The technical team implementing the data model might be able to handle any tool you throw at them. But your business strategists and everyday analytics users—basically, your business as a whole—aren’t going to get optimum value out of your data modeling tool if it’s not easy to use. You'll want a data modeling tool with an intuitive, straightforward user experience that can help your team with data storytelling and data dashboards.
How does this data modeling tool perform?
Another important attribute is performance—meaning speed and efficiency, which translate into the ability to keep the business running smoothly as users run analyses. The best planned data model isn’t really the best if it can’t perform under the stress of real-world conditions—which hopefully involve business growth and increasing volumes of data, retrieval, and analysis.
Does this data modeling tool require maintenance?
If every change to your business model requires cumbersome changes to your data model, your business won’t get the best results out of that model or its associated analytics. Look for a data modeling tool that makes maintenance and updates easy, so your business can pivot as needed while still having access to the most up-to-date data.
Will your data be secure with this data modeling tool?
Government regulations require that you protect your customer data, but the viability of your business requires protecting all your data as the valuable asset it is. Make sure the data modeling tools you choose have strong security measures built-in, including controls for granting access to those who need it and blocking those who don’t.
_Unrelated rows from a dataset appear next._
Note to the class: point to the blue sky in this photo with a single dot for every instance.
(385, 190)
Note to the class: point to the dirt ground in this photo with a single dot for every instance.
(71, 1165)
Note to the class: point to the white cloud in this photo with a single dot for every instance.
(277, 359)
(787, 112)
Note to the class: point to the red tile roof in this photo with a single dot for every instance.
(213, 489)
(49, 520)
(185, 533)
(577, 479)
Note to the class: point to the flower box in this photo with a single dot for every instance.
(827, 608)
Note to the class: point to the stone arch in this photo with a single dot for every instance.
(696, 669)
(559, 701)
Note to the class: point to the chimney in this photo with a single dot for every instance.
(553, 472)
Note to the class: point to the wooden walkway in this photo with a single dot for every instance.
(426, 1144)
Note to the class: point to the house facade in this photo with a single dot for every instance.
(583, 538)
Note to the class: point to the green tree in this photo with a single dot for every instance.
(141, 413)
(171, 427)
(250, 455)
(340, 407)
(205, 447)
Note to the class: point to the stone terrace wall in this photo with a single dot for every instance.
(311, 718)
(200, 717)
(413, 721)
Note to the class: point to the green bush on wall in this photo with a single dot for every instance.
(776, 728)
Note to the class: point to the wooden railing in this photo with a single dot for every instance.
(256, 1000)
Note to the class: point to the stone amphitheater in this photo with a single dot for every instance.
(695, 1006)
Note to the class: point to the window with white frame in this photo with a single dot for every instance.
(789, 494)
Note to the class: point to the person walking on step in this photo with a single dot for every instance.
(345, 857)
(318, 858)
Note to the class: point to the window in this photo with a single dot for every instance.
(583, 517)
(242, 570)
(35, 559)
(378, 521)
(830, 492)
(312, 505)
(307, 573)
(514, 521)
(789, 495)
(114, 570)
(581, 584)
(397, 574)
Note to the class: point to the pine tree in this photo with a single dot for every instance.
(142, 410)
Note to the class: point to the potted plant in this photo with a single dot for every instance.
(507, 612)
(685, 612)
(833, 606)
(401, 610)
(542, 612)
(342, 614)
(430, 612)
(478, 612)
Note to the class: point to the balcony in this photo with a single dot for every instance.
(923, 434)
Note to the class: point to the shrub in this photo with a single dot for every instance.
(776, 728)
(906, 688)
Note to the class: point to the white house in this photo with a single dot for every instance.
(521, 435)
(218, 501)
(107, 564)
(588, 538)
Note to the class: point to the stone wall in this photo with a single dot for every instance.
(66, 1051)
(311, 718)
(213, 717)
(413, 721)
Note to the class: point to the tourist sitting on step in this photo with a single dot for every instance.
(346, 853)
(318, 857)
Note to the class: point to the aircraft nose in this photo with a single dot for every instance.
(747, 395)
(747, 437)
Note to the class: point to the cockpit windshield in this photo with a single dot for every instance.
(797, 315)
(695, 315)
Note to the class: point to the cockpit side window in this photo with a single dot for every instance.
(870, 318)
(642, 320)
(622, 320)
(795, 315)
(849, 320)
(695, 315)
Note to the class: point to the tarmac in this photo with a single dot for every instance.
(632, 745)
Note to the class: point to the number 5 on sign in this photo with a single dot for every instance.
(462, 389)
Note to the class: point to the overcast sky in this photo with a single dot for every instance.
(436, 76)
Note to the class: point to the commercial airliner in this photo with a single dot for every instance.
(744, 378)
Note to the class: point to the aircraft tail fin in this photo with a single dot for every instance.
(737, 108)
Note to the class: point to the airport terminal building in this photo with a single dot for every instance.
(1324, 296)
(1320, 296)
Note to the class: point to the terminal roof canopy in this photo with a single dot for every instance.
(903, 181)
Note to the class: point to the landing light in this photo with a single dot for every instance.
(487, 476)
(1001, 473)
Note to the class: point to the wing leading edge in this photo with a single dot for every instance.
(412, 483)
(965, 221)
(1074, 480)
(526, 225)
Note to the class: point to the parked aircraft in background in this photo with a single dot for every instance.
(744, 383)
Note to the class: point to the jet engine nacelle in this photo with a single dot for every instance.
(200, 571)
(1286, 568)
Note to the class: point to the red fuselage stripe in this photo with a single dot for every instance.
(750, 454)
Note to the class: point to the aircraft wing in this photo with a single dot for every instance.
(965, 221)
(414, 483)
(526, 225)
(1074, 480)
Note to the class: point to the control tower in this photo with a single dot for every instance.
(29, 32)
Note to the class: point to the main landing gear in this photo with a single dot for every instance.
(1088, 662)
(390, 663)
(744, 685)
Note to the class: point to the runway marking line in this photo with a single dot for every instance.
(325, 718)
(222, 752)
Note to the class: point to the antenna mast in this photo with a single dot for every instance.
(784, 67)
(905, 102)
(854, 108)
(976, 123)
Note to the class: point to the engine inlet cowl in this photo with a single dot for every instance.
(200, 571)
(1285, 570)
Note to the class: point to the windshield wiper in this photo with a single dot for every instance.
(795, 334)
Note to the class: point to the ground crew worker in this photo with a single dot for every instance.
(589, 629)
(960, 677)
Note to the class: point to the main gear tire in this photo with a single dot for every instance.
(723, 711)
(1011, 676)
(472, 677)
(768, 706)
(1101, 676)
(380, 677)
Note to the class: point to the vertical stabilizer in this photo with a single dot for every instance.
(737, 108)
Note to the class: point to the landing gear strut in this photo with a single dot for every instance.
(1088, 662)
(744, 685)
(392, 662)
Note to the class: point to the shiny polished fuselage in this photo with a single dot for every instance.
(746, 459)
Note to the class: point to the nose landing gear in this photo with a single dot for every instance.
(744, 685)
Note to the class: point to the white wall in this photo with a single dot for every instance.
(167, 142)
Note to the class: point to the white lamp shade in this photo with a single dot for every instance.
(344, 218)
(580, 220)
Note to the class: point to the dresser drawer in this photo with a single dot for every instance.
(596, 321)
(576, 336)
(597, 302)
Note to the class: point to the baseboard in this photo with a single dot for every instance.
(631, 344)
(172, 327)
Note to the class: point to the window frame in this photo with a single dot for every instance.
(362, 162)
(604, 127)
Get started with data modeling
Whichever data modeling tool you choose, make sure that it's high performing, intuitive, and easy-to-maintain so your business gets the full benefits of this vital business exercise. Now that you understand the importance of data modeling and what it can do for you, you’re ready for the next step. Find out how Microsoft Power BI—a leading business intelligence and data modeling solution—can help you optimize your use of data.
Frequently asked questions
What is the most important consideration in data modeling?
The most important consideration in data modeling is creating a foundation for a database that can rapidly load, retrieve, and analyze large data volumes. An effective data modeling concept requires mapping business data, connecting the relationships between that data, and understanding how the data is used.
How often should a data model be retrained?
The frequency with which a data model should be retrained varies between the model and the problem it solves—this could mean retraining daily, weekly, or more periodically, such as monthly or annually, based on how often training data sets change, whether data model performance has decreased, and other data science considerations.
What does it mean to validate a data model?
To validate a data model means to confirm the data model is structured properly and can perform its intended purpose. An effective data modeling tool facilitates the validation process with automated messages that prompt users to fix errors, sort queries, and optimize storage options for data reduction.
What are the three key concepts of data modeling?
There are three data modeling concepts: Conceptual data modeling, logistical data modeling, and physical data modeling. Ranging from the abstract to discrete, data modeling concepts create a blueprint for how data is organized and managed in an organization.